Setelah nyaris seminggu akhirnya aku bisa menemukan cara untuk bisa bertemu dengan adik dari pacarku. Sehari sebelumnya aku sudah menghubungi dia untuk bertemu sebelum kelasnya dimulai. Iya, kelas yang aku ajari.
Sekitar pukul sembilan pagi, aku sudah sampai di kampus. Duduk di kursi taman yang berada di lingkungan gedung lama. Sebenarnya bisa saja aku duduk di area gedung baru, tapi aku takut jika ada yang melihat kami berduaan. Apalagi aku akan bertemu seorang pria.

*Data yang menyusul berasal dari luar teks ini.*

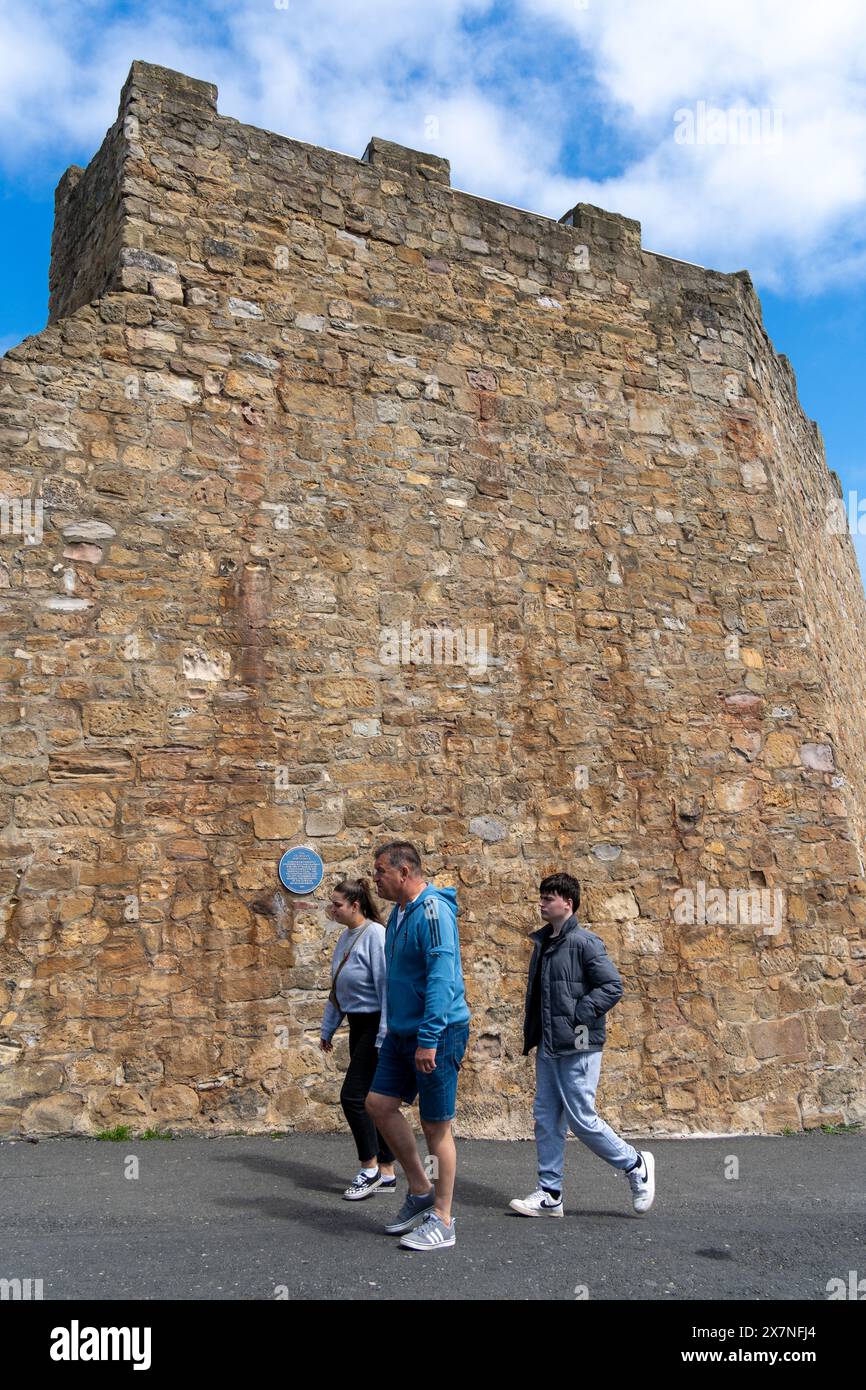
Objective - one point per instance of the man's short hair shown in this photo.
(565, 886)
(401, 852)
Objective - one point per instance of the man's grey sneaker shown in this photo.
(537, 1204)
(363, 1186)
(412, 1211)
(431, 1235)
(642, 1182)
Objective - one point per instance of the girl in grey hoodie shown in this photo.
(357, 993)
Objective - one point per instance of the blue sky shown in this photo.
(540, 103)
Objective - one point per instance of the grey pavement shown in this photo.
(238, 1218)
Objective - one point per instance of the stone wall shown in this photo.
(295, 402)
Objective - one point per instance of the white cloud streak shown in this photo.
(335, 71)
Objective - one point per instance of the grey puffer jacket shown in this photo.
(578, 984)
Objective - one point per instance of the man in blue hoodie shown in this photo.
(426, 1040)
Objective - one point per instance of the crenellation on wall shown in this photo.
(317, 399)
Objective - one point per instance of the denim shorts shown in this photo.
(437, 1090)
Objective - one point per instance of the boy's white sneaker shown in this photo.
(537, 1204)
(642, 1182)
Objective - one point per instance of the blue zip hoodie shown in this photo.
(424, 972)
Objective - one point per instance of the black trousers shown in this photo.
(363, 1058)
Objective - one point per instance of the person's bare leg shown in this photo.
(385, 1111)
(441, 1144)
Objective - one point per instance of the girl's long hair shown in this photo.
(359, 890)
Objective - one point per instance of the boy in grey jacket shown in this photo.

Aku memang yakin saat melihat salah satu adik tingkat di kelas yang kuajari. Wajahnya sangat mirip dengan Rai. Namun, aku selalu mengabaikan pikiranku dan ternyata memang benar pria itu adik Rai, pacarku.

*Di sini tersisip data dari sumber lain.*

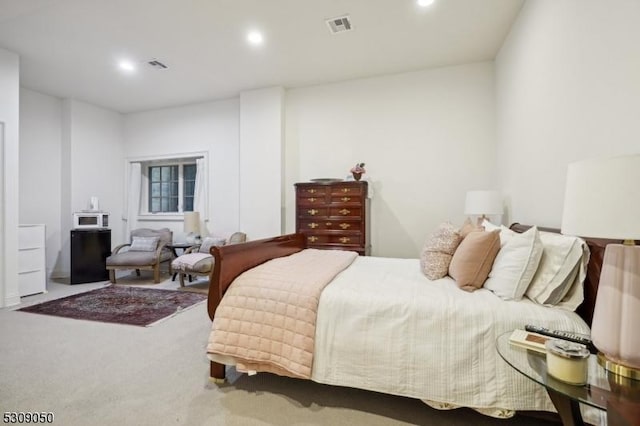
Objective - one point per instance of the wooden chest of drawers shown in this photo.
(334, 215)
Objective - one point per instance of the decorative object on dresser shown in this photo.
(334, 215)
(602, 200)
(483, 203)
(358, 170)
(32, 277)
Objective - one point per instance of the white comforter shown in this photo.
(383, 326)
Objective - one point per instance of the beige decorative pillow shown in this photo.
(473, 259)
(438, 250)
(468, 226)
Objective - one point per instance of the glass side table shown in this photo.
(618, 396)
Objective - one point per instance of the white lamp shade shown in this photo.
(602, 198)
(484, 202)
(192, 222)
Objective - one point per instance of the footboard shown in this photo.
(233, 260)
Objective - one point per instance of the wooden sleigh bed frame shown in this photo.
(233, 260)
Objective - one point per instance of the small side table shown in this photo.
(618, 396)
(174, 247)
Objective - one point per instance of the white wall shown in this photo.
(261, 155)
(568, 88)
(40, 167)
(426, 138)
(92, 165)
(211, 127)
(9, 175)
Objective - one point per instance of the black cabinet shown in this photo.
(89, 251)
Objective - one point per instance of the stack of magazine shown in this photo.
(529, 340)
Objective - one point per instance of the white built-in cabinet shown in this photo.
(32, 269)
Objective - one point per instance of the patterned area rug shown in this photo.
(121, 305)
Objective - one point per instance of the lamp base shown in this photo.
(617, 368)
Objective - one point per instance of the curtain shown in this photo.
(133, 199)
(200, 194)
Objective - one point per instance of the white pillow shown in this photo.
(562, 267)
(144, 244)
(505, 233)
(515, 264)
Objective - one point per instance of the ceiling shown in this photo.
(70, 48)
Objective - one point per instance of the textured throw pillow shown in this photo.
(144, 244)
(473, 259)
(562, 259)
(515, 265)
(468, 226)
(209, 242)
(438, 250)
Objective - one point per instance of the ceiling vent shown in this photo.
(157, 64)
(340, 24)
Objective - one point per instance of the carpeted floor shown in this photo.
(120, 304)
(88, 372)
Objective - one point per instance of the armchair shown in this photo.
(197, 260)
(147, 250)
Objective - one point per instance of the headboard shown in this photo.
(596, 248)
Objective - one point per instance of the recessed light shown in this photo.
(255, 38)
(127, 66)
(424, 3)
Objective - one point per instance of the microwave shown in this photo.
(88, 220)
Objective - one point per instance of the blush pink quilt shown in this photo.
(266, 320)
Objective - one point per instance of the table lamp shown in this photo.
(192, 226)
(602, 200)
(483, 203)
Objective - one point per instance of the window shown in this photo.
(171, 186)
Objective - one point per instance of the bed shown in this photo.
(370, 335)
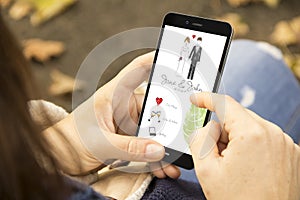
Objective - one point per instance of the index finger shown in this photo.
(228, 111)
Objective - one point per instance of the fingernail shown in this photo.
(207, 147)
(154, 151)
(193, 98)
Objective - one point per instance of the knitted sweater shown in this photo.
(157, 189)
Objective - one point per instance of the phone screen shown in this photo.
(187, 61)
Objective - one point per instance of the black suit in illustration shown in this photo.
(195, 57)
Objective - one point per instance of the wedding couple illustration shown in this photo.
(186, 55)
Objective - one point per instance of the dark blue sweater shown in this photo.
(165, 189)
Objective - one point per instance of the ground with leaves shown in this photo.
(86, 23)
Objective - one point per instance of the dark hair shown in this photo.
(22, 147)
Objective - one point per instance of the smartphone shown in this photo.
(190, 58)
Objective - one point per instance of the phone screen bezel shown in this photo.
(198, 24)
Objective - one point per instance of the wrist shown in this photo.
(295, 185)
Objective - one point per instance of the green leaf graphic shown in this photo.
(194, 119)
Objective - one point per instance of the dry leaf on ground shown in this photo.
(20, 9)
(4, 3)
(240, 27)
(293, 62)
(287, 32)
(63, 84)
(46, 9)
(42, 50)
(237, 3)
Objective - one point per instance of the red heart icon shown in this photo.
(158, 100)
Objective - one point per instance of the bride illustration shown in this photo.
(183, 55)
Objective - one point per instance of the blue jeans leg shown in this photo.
(256, 76)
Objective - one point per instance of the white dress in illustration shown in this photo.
(183, 55)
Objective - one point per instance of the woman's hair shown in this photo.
(22, 147)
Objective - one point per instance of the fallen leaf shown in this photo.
(20, 9)
(293, 62)
(42, 50)
(295, 25)
(272, 3)
(63, 84)
(4, 3)
(240, 27)
(286, 32)
(238, 3)
(46, 9)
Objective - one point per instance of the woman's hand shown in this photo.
(243, 156)
(119, 105)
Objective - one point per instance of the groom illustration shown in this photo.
(195, 58)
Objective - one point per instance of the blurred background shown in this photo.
(56, 35)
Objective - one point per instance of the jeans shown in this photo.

Setelah nyaris 10 menit menunggu, aku mendapatkan pesan dari adik pacarku. Dia bilang sudah sampai kampus dan aku langsung menoleh untuk mencari keberadaannya.
Pria itu tersenyum dari kejauhan dan segera kubalas senyum itu, ya walaupun dengan senyuman canggung khas bertemu dengan orang baru. Adik dari Rai itu berjalan menuju ke arahku. Ternyata kalau dilihat-lihat wajahnya jauh lebih tampan dari Rai. Dia juga jauh lebih tinggi dari pacarku.
"Hai, Mbak," sapa adik Rai itu.
"Hai, yuk sini duduk," ajakku sembari menepuk kursi panjang yang kududuki.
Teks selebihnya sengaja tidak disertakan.